Cloud Print certificate testing

3. Test if your cloud-ready printers work with Cloud Print

The certificates that your printer uses to communicate with Cloud Print may expire in August of 2018. In the coming months, Cloud Print servers will migrate to using new certificates. We have given advanced notice about this change, and it’s imperative that you update the firmware for your cloud-ready printers before this change, or else your printers may stop working with Cloud Print.
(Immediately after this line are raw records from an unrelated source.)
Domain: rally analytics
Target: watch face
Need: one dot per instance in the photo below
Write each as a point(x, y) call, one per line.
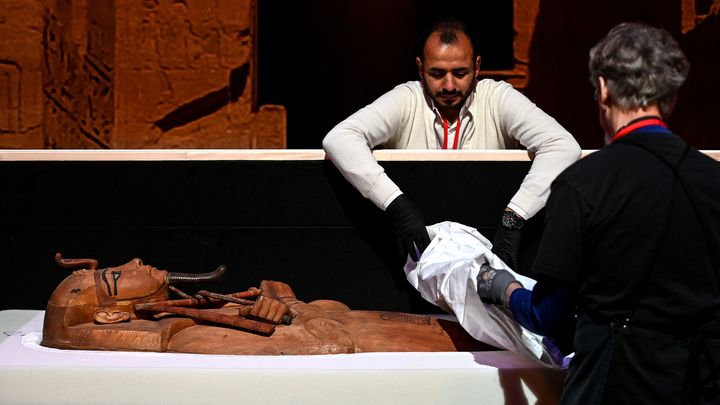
point(511, 220)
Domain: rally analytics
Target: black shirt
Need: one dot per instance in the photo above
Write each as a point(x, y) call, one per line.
point(619, 212)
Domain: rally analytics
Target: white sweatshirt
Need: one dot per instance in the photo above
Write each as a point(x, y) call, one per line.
point(494, 116)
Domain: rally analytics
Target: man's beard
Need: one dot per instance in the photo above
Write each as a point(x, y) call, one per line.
point(442, 103)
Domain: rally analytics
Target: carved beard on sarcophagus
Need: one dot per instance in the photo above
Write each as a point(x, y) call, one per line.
point(95, 308)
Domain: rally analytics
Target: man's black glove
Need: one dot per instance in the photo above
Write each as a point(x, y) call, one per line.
point(492, 284)
point(507, 238)
point(409, 226)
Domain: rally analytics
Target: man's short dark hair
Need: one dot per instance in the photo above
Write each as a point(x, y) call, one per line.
point(448, 29)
This article instructs you how to test whether your cloud-ready printer works with these new certificates. These instructions are a best-effort and may vary depending on your printer. 

Testing Schedule

We have a small number of test servers serving the new certificate that we have created for you  to test whether your printers work with the new certificate. Because of the nature of the testing servers, they will only be up for certain specified periods in which you can run tests. The following are the dates and times that you can carry out testing (note that this list will be regularly updated to reflect changes and updates):

  • 20 Nov 2017 to 25 Jan 2018
  • 4 Feb 2018 to 31 Mar 2018

Testing Guidelines

During the time that these test servers are configured with GlobalSign R2-rooted certificates, it’s possible to override DNS resolution in order to test potentially affected equipment.
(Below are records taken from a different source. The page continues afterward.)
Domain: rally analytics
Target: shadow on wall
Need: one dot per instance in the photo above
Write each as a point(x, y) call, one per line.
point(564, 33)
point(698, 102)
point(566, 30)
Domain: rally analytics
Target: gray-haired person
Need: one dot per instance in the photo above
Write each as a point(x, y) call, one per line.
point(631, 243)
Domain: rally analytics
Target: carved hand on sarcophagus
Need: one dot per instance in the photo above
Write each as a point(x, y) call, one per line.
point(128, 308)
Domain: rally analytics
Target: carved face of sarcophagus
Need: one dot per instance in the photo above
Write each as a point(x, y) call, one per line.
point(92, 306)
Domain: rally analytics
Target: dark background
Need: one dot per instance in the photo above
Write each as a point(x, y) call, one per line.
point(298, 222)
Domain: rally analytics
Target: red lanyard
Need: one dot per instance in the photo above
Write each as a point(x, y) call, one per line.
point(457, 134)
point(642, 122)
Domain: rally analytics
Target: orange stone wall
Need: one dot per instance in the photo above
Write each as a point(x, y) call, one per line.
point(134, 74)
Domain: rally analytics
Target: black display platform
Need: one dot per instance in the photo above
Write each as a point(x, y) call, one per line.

Note that, by overriding these DNS resolutions, you will be dependent on a single cluster until you undo the override. This choice will reduce availability of services, as single clusters can fail unexpectedly.

‘A’ records for all of the following names should be replaced with 74.125.206.91.

  • google.com
  • www.google.com
  • accounts.google.com

‘A’ records for all of the following names should be replaced with 74.125.206.125.

  • xmpp.google.com
  • talk.google.com
  • xmpp.l.google.com
  • alt1.xmpp.l.google.com
  • alt2.xmpp.l.google.com
  • alt3.xmpp.l.google.com
  • alt4.xmpp.l.google.com

CNAME records for these names potentially have a multi-hour TTL, so devices under test should be power cycled once the DNS overrides are in place to flush caches.

You can test which set of certificates are currently serving in that cluster by running (on MacOS or a UNIX-like system such as Linux):

openssl s_client -connect 74.125.206.91:443 </dev/null 2>>/dev/null | grep issuer

This command will show a single result line such as:

issuer=/C=US/O=Google Inc/CN=Google Internet Authority G2

In that line, the string “Google Internet Authority” will be followed by either “G2” or “G3”. G2 (as shown above) are Equifax-rooted chains (the old certificates) while G3 are GlobalSign R2-rooted chains (the new certificates).

After running test

Important: After you complete your tests, reinstate your prior DNS configuration. This step is important because you do not want traffic from your organization for google.com search and related services to be routed over this test server after the Cloud Print certificate testing is completed.